Aucun doute, les grottes tiennent une grande place dans la mémoire sermizellienne.
A ce propos, je viens de tomber, au hasard d'une lecture,sur un texte que je vous livre tout cru:
"Dans la plupart des mythes grecs, les cavernes jouent un rôle important, souvent ambivalent. Ce sont des endroits obscurs et inquiétants où habitent des monstres et des esprits mauvais (....) Mais ce sont aussi des sanctuaires où les hommes viennent faire alliance avec les dieux, capter des forces magiques, puiser des énergies nouvelles. Ce sont également des lieux où sont nés de nombreux héros et où d'autres ont été initiés, fortifiés, libérés ou métamorphosés.
Entrer dans une grotte, c'est toujours passer d'un état à un autre." (c'est moi qui souligne)
(Dans Michel Pastoureau "L'ours, histoire d'un roi déchu". La librairie du XXIe siècle. Seuil 01-07)
Celà vous parle-t-il ? A moi, oui.
Ainsi, nos sensations, nos émotions de petits découvreurs de grottes trouvent-elles leur racines et un peu de leur explication dans le passé lointain des rapports entre l'Homme et la Terre (bien avant la mythologie greque, d'ailleurs).
Remettons les pieds sur terre, ou plutôt dessous.
Pépette lance un appel pour tenter de reconstituer un plan du gouffre de Fées. Pas facile, d'autant moins que la réalité est en trois dimensions.

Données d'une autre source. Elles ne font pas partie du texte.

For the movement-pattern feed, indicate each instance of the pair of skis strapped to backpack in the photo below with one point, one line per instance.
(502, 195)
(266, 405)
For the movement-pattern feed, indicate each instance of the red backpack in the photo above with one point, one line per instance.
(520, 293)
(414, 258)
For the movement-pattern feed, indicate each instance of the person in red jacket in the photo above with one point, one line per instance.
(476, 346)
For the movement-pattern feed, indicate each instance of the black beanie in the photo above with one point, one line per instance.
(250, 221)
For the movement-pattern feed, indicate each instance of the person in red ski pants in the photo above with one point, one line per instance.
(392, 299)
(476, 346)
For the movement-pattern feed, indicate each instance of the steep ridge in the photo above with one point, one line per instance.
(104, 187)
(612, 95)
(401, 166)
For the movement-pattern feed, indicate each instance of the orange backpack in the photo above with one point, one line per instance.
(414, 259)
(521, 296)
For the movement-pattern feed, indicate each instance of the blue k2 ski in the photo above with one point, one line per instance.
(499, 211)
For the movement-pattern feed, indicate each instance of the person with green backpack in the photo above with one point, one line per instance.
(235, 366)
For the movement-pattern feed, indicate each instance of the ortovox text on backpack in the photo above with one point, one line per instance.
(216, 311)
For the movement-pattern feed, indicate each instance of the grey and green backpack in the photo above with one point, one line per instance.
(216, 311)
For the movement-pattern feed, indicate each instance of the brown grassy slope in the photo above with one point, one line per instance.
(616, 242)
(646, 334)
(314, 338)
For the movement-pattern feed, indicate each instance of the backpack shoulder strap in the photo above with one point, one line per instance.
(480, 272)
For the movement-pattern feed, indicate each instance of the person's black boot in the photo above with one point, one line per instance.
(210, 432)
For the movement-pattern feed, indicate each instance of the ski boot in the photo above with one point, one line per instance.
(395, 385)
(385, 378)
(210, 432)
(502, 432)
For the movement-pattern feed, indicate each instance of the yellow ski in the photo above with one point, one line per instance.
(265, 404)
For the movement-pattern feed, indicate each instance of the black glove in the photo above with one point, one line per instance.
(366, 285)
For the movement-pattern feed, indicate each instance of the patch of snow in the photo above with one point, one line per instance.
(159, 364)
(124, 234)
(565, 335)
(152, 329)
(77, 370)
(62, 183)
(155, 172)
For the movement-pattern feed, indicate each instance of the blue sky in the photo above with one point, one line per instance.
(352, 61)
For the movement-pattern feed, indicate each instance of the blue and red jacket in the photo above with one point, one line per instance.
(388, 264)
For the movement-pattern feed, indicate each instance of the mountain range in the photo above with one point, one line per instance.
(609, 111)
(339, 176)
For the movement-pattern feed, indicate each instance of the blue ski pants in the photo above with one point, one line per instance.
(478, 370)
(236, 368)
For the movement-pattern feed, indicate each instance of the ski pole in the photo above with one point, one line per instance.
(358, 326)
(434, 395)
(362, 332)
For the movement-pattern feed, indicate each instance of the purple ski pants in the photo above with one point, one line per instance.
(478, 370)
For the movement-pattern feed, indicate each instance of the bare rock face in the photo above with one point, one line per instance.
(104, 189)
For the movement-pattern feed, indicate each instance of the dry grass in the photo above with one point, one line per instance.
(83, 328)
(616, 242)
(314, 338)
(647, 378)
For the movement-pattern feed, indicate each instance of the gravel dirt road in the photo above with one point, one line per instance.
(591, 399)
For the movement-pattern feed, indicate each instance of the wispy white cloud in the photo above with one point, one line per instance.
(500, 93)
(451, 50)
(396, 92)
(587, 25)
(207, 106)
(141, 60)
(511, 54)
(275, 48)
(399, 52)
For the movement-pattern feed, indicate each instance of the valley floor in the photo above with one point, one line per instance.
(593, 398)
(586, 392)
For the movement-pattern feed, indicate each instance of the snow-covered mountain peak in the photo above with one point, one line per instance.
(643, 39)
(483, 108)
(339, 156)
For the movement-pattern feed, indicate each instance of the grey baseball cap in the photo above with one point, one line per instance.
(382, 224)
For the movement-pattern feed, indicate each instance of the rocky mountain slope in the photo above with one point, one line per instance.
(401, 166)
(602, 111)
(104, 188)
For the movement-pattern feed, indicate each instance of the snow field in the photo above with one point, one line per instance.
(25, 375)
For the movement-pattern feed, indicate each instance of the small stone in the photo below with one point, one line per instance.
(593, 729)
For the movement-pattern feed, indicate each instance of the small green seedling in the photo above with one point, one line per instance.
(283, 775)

Pour ma part, je me souviens avoir tenté la chose plusieurs fois en rêve dans les premiers temps de mon "après-Sermizelles", soit vers 57 ou 58. En vain. Cette foutue grotte est sacrément compliquée, avec des circuits qui se divisent, se croisent, se retrouvent, en plus à des niveaux différents. Au réveil, c'était pire. J'ai renoncé.
Voici quelques repères qui aideront peut-être nos topographes de la mémoire ou, à défaut, rappelleront des souvenirs à certains.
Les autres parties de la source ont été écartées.